The SHASS is brief—11 items—and easy to administer. It measures clients' satisfaction with services and with their involvement in their own care. These two factors have been identified as the most salient in evaluating the provision of mental health services (
18). Particularly in the context of inpatient care, which can erode an individual's sense of control over many life domains, maximizing involvement in treatment decisions might prove useful in mitigating some of the effects of institutionalization. The SHASS and its two subscales showed a high degree of internal consistency. The moderate degree of stability across a six-month period attests to its reactivity to change in clients' organization-related experiences.
With the deletion of a single item—satisfaction with the opportunity to do a job—and removal of the word "peer" preceding "counseling," this scale may work in most mental health settings. The elimination of the job item has a minimal effect on the scale's internal consistency (Cronbach's alphas of .90 at baseline and .93 at follow-up for the total scale and .89 at baseline and .92 at follow-up for the scale without the item).
A key factor in the validation of the scale was our ability to show its independence from more global measures of satisfaction with quality of life at baseline. The distinction between these measures was less strong at six months, possibly because participation in a self-help agency, especially satisfaction with the social network, increasingly defines the quality of life for long-term users of self-help agencies.
If the SHASS has a weakness, it is what Ruggeri (
11) called sensitivity—the ability to assess satisfaction with specific program components. The SHASS could be expanded, although that might affect its convenience of application.
Finally, consumer satisfaction as an outcome that has value in and of itself is open to question. Research has demonstrated cross-sectional relationships between satisfaction measures and status-outcome variables, showing that status measures representing the primary objectives of the helping effort are associated with satisfaction levels at follow-up. However, such studies have yet to fully explore the role of satisfaction with services in mediating treatment outcomes (
28,
29,
30,
31,
32,
33,
34,
35,
36,
37,
38). Because participants were recruited into this study after a minimum of three months of participation in the self-help agencies, the relationship of satisfaction at the time of recruitment and outcomes measured six months after enrolling in the study was explored. Dissatisfaction with traditional mental health programs is one of the primary reasons that self-help agencies have been established. Thus the discovery of an association between satisfaction during a service period and outcomes has special significance.

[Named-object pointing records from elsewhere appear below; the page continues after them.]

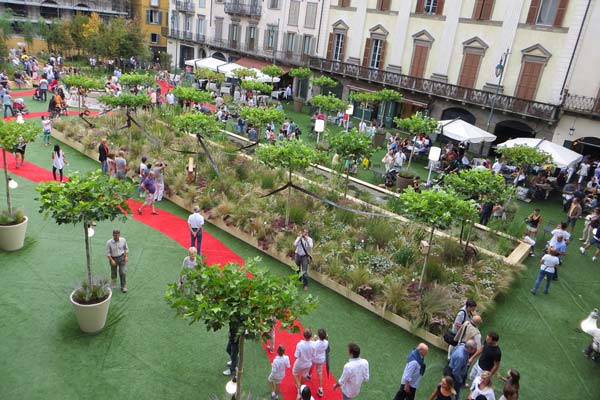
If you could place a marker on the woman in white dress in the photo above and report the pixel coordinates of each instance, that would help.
(58, 161)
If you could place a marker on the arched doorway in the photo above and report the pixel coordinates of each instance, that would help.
(456, 112)
(219, 56)
(586, 146)
(511, 129)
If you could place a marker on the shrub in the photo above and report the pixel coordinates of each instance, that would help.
(405, 255)
(380, 232)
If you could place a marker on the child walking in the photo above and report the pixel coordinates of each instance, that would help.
(321, 345)
(46, 129)
(280, 363)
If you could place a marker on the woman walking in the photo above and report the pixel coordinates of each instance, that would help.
(58, 161)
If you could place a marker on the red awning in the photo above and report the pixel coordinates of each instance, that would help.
(249, 62)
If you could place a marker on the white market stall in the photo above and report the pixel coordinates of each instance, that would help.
(561, 156)
(462, 131)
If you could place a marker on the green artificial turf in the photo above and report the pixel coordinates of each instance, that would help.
(146, 352)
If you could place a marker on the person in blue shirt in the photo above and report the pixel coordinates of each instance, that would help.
(459, 363)
(413, 372)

The study found a modest relationship between the satisfaction subscales and two treatment outcomes. Participants' scores on the SHASS service satisfaction subscale were significantly associated at follow-up with assisted and independent social functioning. Scores on the SHASS involvement subscale were significantly associated with independent social functioning at follow-up. Further study is needed to determine whether these two dimensions of satisfaction have a mediator effect on client outcomes.
Conclusions
Central to the operation of self-help agencies is the active involvement of clients in the helping process. This study focused on the development of a multidimensional measure of satisfaction with self-help agencies that included subscales reflecting both satisfaction with active involvement in the agency and satisfaction with the support or services received. The SHASS exhibited high internal consistencies, moderate stability, and discriminant validity with measures of satisfaction with quality of life. In addition, the SHASS subscales showed modest associations with two of four measures of client outcomes—assisted and independent social functioning.
Acknowledgments
This study was supported by grant R01-NM-47487 and training grant HH-18828 from the National Institute of Mental Health.